In that sort of environment I would try to split the services onto separate VMs or smaller servers, each managed by one person or team that is responsible for fixing it if anything breaks. Knowing who did something wrong really isn't going to be that much help in making things work again, especially for the parts managed by someone else that just happen to be on a shared server.
On Wed, 8 Aug 2012 21:00:59 +0300 Mihamina Rakotomandimby mihamina@rktmb.org wrote:
Use sudo.
Weak! Real fascists use sudosh!
Rui
ps: I'm sure there are some fascists who are more fascist so feel free to point out even better options ;)

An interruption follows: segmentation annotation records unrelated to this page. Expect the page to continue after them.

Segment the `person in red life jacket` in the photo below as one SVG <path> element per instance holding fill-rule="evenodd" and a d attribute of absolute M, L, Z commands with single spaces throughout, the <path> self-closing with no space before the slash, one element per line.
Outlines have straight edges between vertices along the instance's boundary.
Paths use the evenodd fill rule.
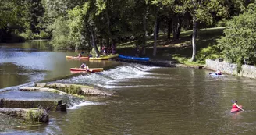
<path fill-rule="evenodd" d="M 236 103 L 237 103 L 237 101 L 236 101 L 233 104 L 232 104 L 232 108 L 239 108 L 239 109 L 240 109 L 242 111 L 244 111 L 243 108 L 241 108 L 240 107 L 239 107 Z"/>
<path fill-rule="evenodd" d="M 80 66 L 80 68 L 86 69 L 89 69 L 89 67 L 84 62 L 82 63 L 82 65 Z"/>
<path fill-rule="evenodd" d="M 80 58 L 80 57 L 82 57 L 82 54 L 81 54 L 81 53 L 79 53 L 79 54 L 76 55 L 75 57 L 79 57 L 79 58 Z"/>
<path fill-rule="evenodd" d="M 222 75 L 222 72 L 220 72 L 219 69 L 215 72 L 216 75 Z"/>

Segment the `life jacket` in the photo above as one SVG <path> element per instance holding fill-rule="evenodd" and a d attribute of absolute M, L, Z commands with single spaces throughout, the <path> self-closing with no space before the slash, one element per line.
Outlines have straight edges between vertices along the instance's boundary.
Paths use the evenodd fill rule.
<path fill-rule="evenodd" d="M 83 65 L 81 65 L 80 68 L 84 69 L 85 66 L 86 66 L 86 65 L 83 64 Z"/>
<path fill-rule="evenodd" d="M 217 75 L 222 75 L 222 72 L 220 72 L 220 71 L 217 71 Z"/>
<path fill-rule="evenodd" d="M 236 104 L 232 104 L 232 108 L 238 108 Z"/>

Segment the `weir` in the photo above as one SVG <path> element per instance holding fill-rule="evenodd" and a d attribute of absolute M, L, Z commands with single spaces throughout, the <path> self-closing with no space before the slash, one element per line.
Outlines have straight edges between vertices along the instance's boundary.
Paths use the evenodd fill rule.
<path fill-rule="evenodd" d="M 203 66 L 187 66 L 183 64 L 178 64 L 176 61 L 169 60 L 136 60 L 136 59 L 110 59 L 112 61 L 119 61 L 126 62 L 133 62 L 139 63 L 147 66 L 162 66 L 162 67 L 180 67 L 180 68 L 194 68 L 194 69 L 202 69 Z"/>
<path fill-rule="evenodd" d="M 50 111 L 66 111 L 66 104 L 62 103 L 62 100 L 0 100 L 0 108 L 35 108 L 38 107 Z"/>

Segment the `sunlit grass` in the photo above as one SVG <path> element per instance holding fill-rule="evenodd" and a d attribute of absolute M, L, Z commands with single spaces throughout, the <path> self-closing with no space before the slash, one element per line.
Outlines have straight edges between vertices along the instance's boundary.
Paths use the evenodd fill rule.
<path fill-rule="evenodd" d="M 201 29 L 197 30 L 197 57 L 198 61 L 190 62 L 192 55 L 191 36 L 192 30 L 183 31 L 178 41 L 168 40 L 166 35 L 161 34 L 157 40 L 157 55 L 153 57 L 154 37 L 147 37 L 147 49 L 145 57 L 151 59 L 176 60 L 180 63 L 187 65 L 204 64 L 205 59 L 219 57 L 215 48 L 208 48 L 217 44 L 217 39 L 223 36 L 225 27 L 214 27 Z M 172 37 L 171 37 L 172 39 Z M 118 53 L 135 55 L 135 41 L 120 44 Z M 142 56 L 143 57 L 143 56 Z"/>

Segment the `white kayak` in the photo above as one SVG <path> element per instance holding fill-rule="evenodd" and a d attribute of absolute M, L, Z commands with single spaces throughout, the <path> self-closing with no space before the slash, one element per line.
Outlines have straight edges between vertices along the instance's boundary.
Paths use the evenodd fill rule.
<path fill-rule="evenodd" d="M 215 77 L 225 77 L 226 76 L 225 75 L 222 75 L 222 74 L 218 75 L 215 73 L 209 73 L 209 75 L 212 76 L 215 76 Z"/>

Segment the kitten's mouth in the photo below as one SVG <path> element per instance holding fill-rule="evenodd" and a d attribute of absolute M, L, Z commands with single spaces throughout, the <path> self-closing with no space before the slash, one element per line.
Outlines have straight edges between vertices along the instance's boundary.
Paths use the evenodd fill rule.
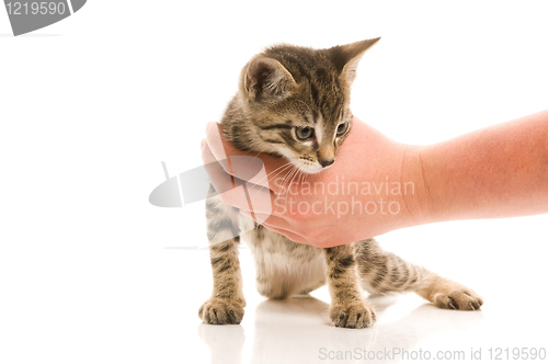
<path fill-rule="evenodd" d="M 306 173 L 306 174 L 316 174 L 320 173 L 324 169 L 329 168 L 328 167 L 322 167 L 319 162 L 312 162 L 310 160 L 302 160 L 302 159 L 292 159 L 290 160 L 293 166 L 295 166 L 299 171 Z"/>

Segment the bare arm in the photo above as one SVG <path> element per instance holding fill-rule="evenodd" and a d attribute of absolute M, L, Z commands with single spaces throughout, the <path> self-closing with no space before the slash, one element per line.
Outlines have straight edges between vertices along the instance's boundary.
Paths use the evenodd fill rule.
<path fill-rule="evenodd" d="M 220 139 L 210 133 L 217 130 L 216 124 L 208 130 L 203 144 L 206 163 L 226 158 L 225 151 L 227 156 L 247 155 L 227 140 L 216 141 Z M 304 182 L 344 184 L 346 192 L 305 193 L 296 187 L 297 194 L 284 194 L 275 180 L 290 180 L 283 167 L 287 161 L 259 157 L 269 175 L 262 184 L 270 192 L 258 195 L 272 208 L 262 212 L 256 207 L 261 204 L 255 204 L 250 214 L 241 194 L 229 191 L 221 198 L 294 241 L 322 248 L 435 221 L 548 213 L 548 110 L 432 146 L 395 143 L 355 120 L 336 162 Z M 243 178 L 237 171 L 235 175 Z M 392 192 L 395 181 L 400 182 L 402 193 Z M 352 183 L 359 191 L 350 190 Z M 373 187 L 362 190 L 364 183 Z M 386 183 L 390 190 L 385 189 Z M 412 185 L 409 191 L 408 183 Z M 286 208 L 295 206 L 304 208 Z"/>
<path fill-rule="evenodd" d="M 422 223 L 548 213 L 548 110 L 419 147 L 414 158 Z"/>

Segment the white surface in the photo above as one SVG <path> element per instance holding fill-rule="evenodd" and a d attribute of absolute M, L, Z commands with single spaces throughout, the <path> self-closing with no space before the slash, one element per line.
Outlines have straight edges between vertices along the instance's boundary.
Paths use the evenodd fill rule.
<path fill-rule="evenodd" d="M 548 348 L 546 215 L 379 238 L 482 294 L 478 312 L 397 296 L 376 303 L 388 306 L 373 329 L 335 329 L 324 288 L 263 300 L 242 249 L 242 325 L 199 323 L 212 283 L 207 251 L 190 248 L 205 239 L 202 204 L 162 209 L 148 194 L 161 160 L 171 174 L 199 166 L 204 124 L 261 47 L 383 36 L 359 67 L 353 111 L 404 143 L 548 107 L 543 2 L 363 3 L 89 1 L 18 38 L 0 11 L 0 362 L 329 362 L 321 348 L 466 359 L 481 348 L 486 361 L 489 348 Z"/>

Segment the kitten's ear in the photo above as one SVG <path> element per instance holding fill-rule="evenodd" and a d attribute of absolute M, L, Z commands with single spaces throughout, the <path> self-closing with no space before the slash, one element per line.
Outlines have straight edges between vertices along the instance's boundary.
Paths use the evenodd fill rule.
<path fill-rule="evenodd" d="M 295 80 L 281 62 L 269 57 L 253 58 L 242 70 L 240 89 L 251 100 L 279 101 L 287 98 Z"/>
<path fill-rule="evenodd" d="M 328 49 L 331 61 L 340 75 L 350 83 L 356 78 L 357 64 L 364 53 L 369 49 L 380 37 L 334 46 Z"/>

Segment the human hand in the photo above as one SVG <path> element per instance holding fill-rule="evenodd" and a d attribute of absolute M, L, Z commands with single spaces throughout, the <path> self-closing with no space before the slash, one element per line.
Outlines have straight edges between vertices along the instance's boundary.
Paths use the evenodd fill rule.
<path fill-rule="evenodd" d="M 416 149 L 390 140 L 354 118 L 335 162 L 317 174 L 300 173 L 288 160 L 236 149 L 220 137 L 217 123 L 207 125 L 203 160 L 221 200 L 266 228 L 320 248 L 358 241 L 418 224 L 423 215 Z M 256 157 L 263 173 L 233 168 L 240 156 Z M 227 160 L 228 157 L 228 160 Z M 241 163 L 240 163 L 241 164 Z M 248 194 L 235 180 L 248 181 Z M 256 177 L 262 175 L 262 177 Z M 266 175 L 266 178 L 264 178 Z M 219 187 L 220 185 L 222 185 Z"/>

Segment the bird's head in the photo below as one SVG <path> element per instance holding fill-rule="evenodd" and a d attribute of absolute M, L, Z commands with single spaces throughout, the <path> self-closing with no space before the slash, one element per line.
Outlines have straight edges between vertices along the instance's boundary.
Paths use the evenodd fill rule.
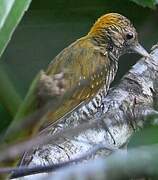
<path fill-rule="evenodd" d="M 126 17 L 118 13 L 101 16 L 92 26 L 88 36 L 116 59 L 122 54 L 132 52 L 145 57 L 150 56 L 139 44 L 134 26 Z"/>

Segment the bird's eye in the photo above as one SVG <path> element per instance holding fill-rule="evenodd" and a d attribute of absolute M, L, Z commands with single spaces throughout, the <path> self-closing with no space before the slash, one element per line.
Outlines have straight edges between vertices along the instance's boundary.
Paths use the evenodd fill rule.
<path fill-rule="evenodd" d="M 127 33 L 127 34 L 126 34 L 126 39 L 127 39 L 127 40 L 130 40 L 130 39 L 132 39 L 133 37 L 134 37 L 133 33 Z"/>

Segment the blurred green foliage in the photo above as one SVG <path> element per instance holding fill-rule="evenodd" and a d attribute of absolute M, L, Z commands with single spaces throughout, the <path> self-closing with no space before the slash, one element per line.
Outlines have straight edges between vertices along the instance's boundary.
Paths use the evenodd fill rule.
<path fill-rule="evenodd" d="M 7 4 L 9 0 L 4 0 L 4 2 Z M 14 2 L 10 9 L 10 16 L 8 16 L 10 18 L 4 19 L 8 26 L 4 26 L 6 27 L 6 34 L 0 36 L 0 52 L 1 46 L 5 47 L 24 13 L 24 9 L 23 13 L 18 13 L 17 8 L 23 7 L 23 5 L 27 7 L 30 1 L 14 0 Z M 25 2 L 28 4 L 24 4 Z M 3 13 L 5 3 L 0 6 L 0 16 L 2 17 L 5 15 Z M 8 79 L 8 81 L 5 78 L 0 79 L 1 85 L 3 84 L 2 81 L 10 81 L 13 88 L 9 88 L 8 85 L 6 89 L 12 89 L 11 91 L 14 89 L 18 96 L 25 97 L 30 83 L 39 70 L 45 69 L 53 57 L 64 47 L 84 36 L 94 21 L 108 12 L 118 12 L 131 19 L 139 32 L 140 41 L 145 47 L 150 48 L 152 44 L 157 42 L 158 37 L 156 3 L 157 1 L 154 0 L 32 0 L 29 10 L 15 30 L 1 57 L 0 66 L 5 69 L 4 73 Z M 155 9 L 150 9 L 153 7 Z M 15 16 L 12 15 L 12 11 L 16 12 Z M 17 21 L 13 21 L 14 26 L 12 26 L 11 19 L 15 20 L 16 18 Z M 9 28 L 10 33 L 8 33 Z M 121 58 L 115 83 L 137 59 L 137 55 L 126 55 Z M 0 97 L 8 96 L 8 94 L 10 94 L 9 91 L 5 90 L 2 93 L 0 92 Z M 16 99 L 18 101 L 18 98 Z M 8 101 L 7 98 L 5 101 Z M 2 98 L 0 98 L 0 102 L 0 121 L 11 121 L 12 117 L 8 115 L 9 111 L 5 105 L 7 103 L 4 103 Z M 9 103 L 10 106 L 15 105 L 11 101 Z M 4 129 L 7 124 L 0 123 L 0 129 Z"/>

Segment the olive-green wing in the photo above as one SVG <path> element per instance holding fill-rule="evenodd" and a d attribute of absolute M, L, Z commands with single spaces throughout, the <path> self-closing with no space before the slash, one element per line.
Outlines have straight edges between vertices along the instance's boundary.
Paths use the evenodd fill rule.
<path fill-rule="evenodd" d="M 108 70 L 108 58 L 89 41 L 80 40 L 64 49 L 49 65 L 46 74 L 53 76 L 65 72 L 66 90 L 74 87 L 71 98 L 44 118 L 44 126 L 56 122 L 83 101 L 89 101 L 104 85 Z M 81 81 L 88 83 L 81 86 Z M 78 88 L 77 88 L 78 87 Z"/>

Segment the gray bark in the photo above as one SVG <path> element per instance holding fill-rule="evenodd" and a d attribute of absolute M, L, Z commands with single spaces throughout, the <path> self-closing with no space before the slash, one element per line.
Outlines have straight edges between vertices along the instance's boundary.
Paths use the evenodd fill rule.
<path fill-rule="evenodd" d="M 143 126 L 145 117 L 155 112 L 158 95 L 157 72 L 158 46 L 155 45 L 151 58 L 141 58 L 121 82 L 109 90 L 101 108 L 92 118 L 83 121 L 82 118 L 76 119 L 74 113 L 69 113 L 50 127 L 49 133 L 53 136 L 67 127 L 77 127 L 79 124 L 91 122 L 93 118 L 100 121 L 99 128 L 87 129 L 73 136 L 66 134 L 54 143 L 25 153 L 22 164 L 34 166 L 69 161 L 88 152 L 97 144 L 105 145 L 105 149 L 97 151 L 90 159 L 108 156 L 111 151 L 106 147 L 125 147 L 133 132 Z M 33 177 L 40 178 L 39 175 Z"/>

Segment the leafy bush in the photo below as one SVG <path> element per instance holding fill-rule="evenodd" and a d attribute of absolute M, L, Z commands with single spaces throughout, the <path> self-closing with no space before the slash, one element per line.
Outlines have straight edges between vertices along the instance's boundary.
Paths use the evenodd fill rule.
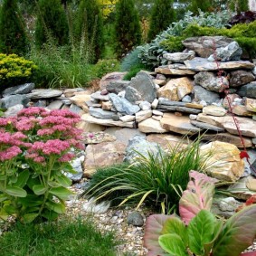
<path fill-rule="evenodd" d="M 5 0 L 0 12 L 0 52 L 23 55 L 28 52 L 24 22 L 16 0 Z"/>
<path fill-rule="evenodd" d="M 166 51 L 163 48 L 161 43 L 170 36 L 181 36 L 184 30 L 189 25 L 198 24 L 200 26 L 223 28 L 227 25 L 231 17 L 231 14 L 227 11 L 211 14 L 200 12 L 197 16 L 192 16 L 192 14 L 193 13 L 187 12 L 184 19 L 170 24 L 169 28 L 156 35 L 156 39 L 150 43 L 138 46 L 137 49 L 140 51 L 138 58 L 141 59 L 142 63 L 151 68 L 166 64 L 166 61 L 162 56 L 166 53 Z"/>
<path fill-rule="evenodd" d="M 121 59 L 141 42 L 141 29 L 134 0 L 119 0 L 116 5 L 116 52 Z"/>
<path fill-rule="evenodd" d="M 129 202 L 138 207 L 145 203 L 162 213 L 173 211 L 187 185 L 188 172 L 204 171 L 209 156 L 199 156 L 199 139 L 183 146 L 176 145 L 167 154 L 159 149 L 158 156 L 148 152 L 148 158 L 140 156 L 136 165 L 116 166 L 106 173 L 99 170 L 86 194 L 96 200 L 122 200 L 119 205 Z"/>
<path fill-rule="evenodd" d="M 147 218 L 144 241 L 148 255 L 254 255 L 242 251 L 254 241 L 256 205 L 245 207 L 224 223 L 210 213 L 216 181 L 196 172 L 190 177 L 180 200 L 181 218 L 163 214 Z"/>
<path fill-rule="evenodd" d="M 72 193 L 63 171 L 73 172 L 69 161 L 83 148 L 80 120 L 69 110 L 36 107 L 0 119 L 0 218 L 31 223 L 64 213 Z"/>
<path fill-rule="evenodd" d="M 54 38 L 59 45 L 68 43 L 68 21 L 61 0 L 40 0 L 36 5 L 36 45 L 41 48 L 49 38 Z"/>
<path fill-rule="evenodd" d="M 153 40 L 156 34 L 166 30 L 175 20 L 175 13 L 173 8 L 173 0 L 156 0 L 151 11 L 147 41 Z"/>
<path fill-rule="evenodd" d="M 37 66 L 16 54 L 0 53 L 0 91 L 6 87 L 31 81 Z"/>

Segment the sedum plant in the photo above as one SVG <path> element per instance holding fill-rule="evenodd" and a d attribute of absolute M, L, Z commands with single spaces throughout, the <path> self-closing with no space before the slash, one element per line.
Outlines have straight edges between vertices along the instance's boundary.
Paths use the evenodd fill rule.
<path fill-rule="evenodd" d="M 155 214 L 147 218 L 144 237 L 147 255 L 254 255 L 242 252 L 255 238 L 256 205 L 223 222 L 210 212 L 215 180 L 196 172 L 190 177 L 180 200 L 180 217 Z"/>
<path fill-rule="evenodd" d="M 72 194 L 63 172 L 82 148 L 80 117 L 69 110 L 32 107 L 0 119 L 0 218 L 30 223 L 64 213 Z"/>

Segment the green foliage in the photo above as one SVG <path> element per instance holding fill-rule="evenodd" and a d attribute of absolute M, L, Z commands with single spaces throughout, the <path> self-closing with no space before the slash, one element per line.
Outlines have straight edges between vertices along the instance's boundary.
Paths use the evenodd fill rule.
<path fill-rule="evenodd" d="M 102 169 L 92 176 L 91 181 L 97 182 L 86 194 L 90 198 L 110 201 L 117 200 L 118 194 L 119 200 L 123 200 L 119 205 L 129 202 L 138 207 L 145 203 L 157 211 L 169 213 L 175 208 L 187 185 L 189 170 L 205 170 L 206 158 L 199 156 L 198 150 L 199 139 L 187 146 L 177 144 L 166 154 L 159 149 L 157 156 L 150 152 L 148 157 L 141 155 L 136 165 L 117 166 L 107 173 Z"/>
<path fill-rule="evenodd" d="M 128 72 L 127 74 L 125 74 L 124 81 L 130 81 L 140 71 L 147 71 L 147 68 L 142 63 L 134 65 L 134 66 L 131 67 L 131 69 L 128 71 Z"/>
<path fill-rule="evenodd" d="M 175 20 L 173 0 L 156 0 L 150 16 L 150 26 L 147 41 L 166 30 Z"/>
<path fill-rule="evenodd" d="M 107 73 L 118 71 L 119 70 L 119 62 L 117 60 L 100 60 L 93 66 L 93 73 L 97 78 L 102 78 Z"/>
<path fill-rule="evenodd" d="M 1 119 L 1 219 L 14 216 L 31 223 L 56 219 L 65 212 L 72 192 L 63 172 L 75 173 L 69 161 L 82 147 L 76 128 L 80 120 L 69 110 L 36 107 L 21 110 L 12 120 Z"/>
<path fill-rule="evenodd" d="M 16 54 L 0 53 L 0 91 L 6 87 L 31 81 L 37 66 Z"/>
<path fill-rule="evenodd" d="M 170 36 L 167 40 L 160 43 L 160 45 L 165 51 L 170 52 L 180 52 L 185 49 L 182 41 L 185 40 L 184 36 Z"/>
<path fill-rule="evenodd" d="M 184 30 L 191 24 L 223 28 L 228 24 L 231 17 L 231 14 L 227 11 L 211 14 L 200 11 L 197 16 L 193 16 L 192 14 L 193 13 L 187 12 L 182 20 L 170 24 L 166 31 L 156 35 L 156 39 L 150 43 L 138 46 L 137 48 L 140 51 L 138 58 L 141 59 L 141 62 L 151 68 L 159 66 L 160 64 L 166 64 L 166 60 L 163 59 L 162 56 L 167 52 L 161 45 L 163 41 L 168 39 L 170 36 L 182 36 Z"/>
<path fill-rule="evenodd" d="M 134 0 L 119 0 L 116 5 L 116 52 L 121 58 L 141 42 L 141 29 Z"/>
<path fill-rule="evenodd" d="M 80 3 L 74 22 L 75 43 L 82 43 L 90 52 L 90 63 L 101 57 L 103 50 L 103 18 L 96 0 Z"/>
<path fill-rule="evenodd" d="M 0 12 L 0 52 L 23 55 L 28 52 L 24 22 L 16 0 L 4 0 Z"/>
<path fill-rule="evenodd" d="M 35 27 L 35 43 L 40 48 L 50 38 L 59 45 L 68 43 L 68 22 L 61 0 L 39 0 Z"/>
<path fill-rule="evenodd" d="M 41 224 L 15 223 L 0 238 L 2 256 L 114 256 L 111 232 L 102 232 L 92 221 L 63 219 Z"/>

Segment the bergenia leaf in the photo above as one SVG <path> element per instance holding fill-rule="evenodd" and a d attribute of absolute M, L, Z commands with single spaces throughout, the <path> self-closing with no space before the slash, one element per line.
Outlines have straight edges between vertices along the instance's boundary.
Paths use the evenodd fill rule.
<path fill-rule="evenodd" d="M 181 237 L 184 244 L 188 246 L 188 234 L 187 229 L 184 222 L 181 221 L 178 217 L 170 218 L 166 221 L 163 230 L 163 234 L 175 233 Z"/>
<path fill-rule="evenodd" d="M 216 183 L 216 179 L 194 171 L 190 173 L 190 177 L 179 202 L 179 213 L 185 224 L 201 210 L 210 211 Z"/>
<path fill-rule="evenodd" d="M 144 234 L 144 246 L 148 250 L 147 256 L 166 256 L 159 245 L 158 238 L 162 234 L 163 226 L 166 220 L 173 215 L 153 214 L 147 218 Z"/>
<path fill-rule="evenodd" d="M 175 233 L 163 234 L 159 237 L 159 244 L 171 256 L 188 256 L 184 241 Z"/>
<path fill-rule="evenodd" d="M 213 248 L 213 256 L 240 256 L 256 235 L 256 205 L 245 207 L 223 225 Z"/>
<path fill-rule="evenodd" d="M 189 223 L 187 232 L 189 248 L 196 255 L 204 255 L 204 244 L 214 237 L 216 218 L 209 211 L 202 210 Z"/>

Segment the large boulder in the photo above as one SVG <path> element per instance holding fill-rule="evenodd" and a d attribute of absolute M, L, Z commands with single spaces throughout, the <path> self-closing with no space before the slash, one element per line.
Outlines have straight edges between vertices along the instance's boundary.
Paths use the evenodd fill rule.
<path fill-rule="evenodd" d="M 156 98 L 156 88 L 152 78 L 146 71 L 138 72 L 126 88 L 125 98 L 131 103 L 137 101 L 152 103 Z"/>
<path fill-rule="evenodd" d="M 200 36 L 190 37 L 183 41 L 183 44 L 188 49 L 194 51 L 198 56 L 208 58 L 216 48 L 225 47 L 232 39 L 225 36 Z"/>
<path fill-rule="evenodd" d="M 232 144 L 213 141 L 202 146 L 200 155 L 201 157 L 207 157 L 207 174 L 219 180 L 234 182 L 244 172 L 244 162 L 240 157 L 240 150 Z"/>
<path fill-rule="evenodd" d="M 225 77 L 218 77 L 213 72 L 202 71 L 194 75 L 194 84 L 201 85 L 204 89 L 215 92 L 223 90 L 229 86 L 229 81 Z"/>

On Wed, Aug 8, 2012 at 12:56 PM, Heng Su ste.suheng@gmail.com wrote:
I want to protect the history file from deleted for all users except
user 'root' can do it, is that possible? For my server, many users can log in with root from remote through ssh, so I can not trace which guy do wrong things. So I decide to create new account for every users and let them use 'sudo' then I can trace which guy typed which command and what he did. However, even if I create new account for every user, they also can delete the history of them self easily.
How should I do. I believe everyone encountered such things
normally. I think there is a gracefully solution for it as I am not experience on server manage. So any suggestions for how to trace user like to write down which user did as an audit trail and let it can not deletable exclude root user?
Thanks! Su Heng
Capturing history files is error-prone and a very bad way to approach this problem. You should instead look into using process accounting, provided by the psacct package. You can read about it here: http://www.cyberciti.biz/tips/howto-log-user-activity-using-process-accounti...
❧ Brian Mathis
On 08/08/2012 11:34 AM, Brian Mathis wrote:
Capturing history files is error-prone and a very bad way to approach this problem. You should instead look into using process accounting, provided by the psacct package. You can read about it here: http://www.cyberciti.biz/tips/howto-log-user-activity-using-process-accounti...
+1
bash_history is not a log for the admin, it's a convenience for the user. Users who want to hide their tracks can unset HISTFILE or switch to a different shell. Process accounting is the only solution that's even remotely reliable.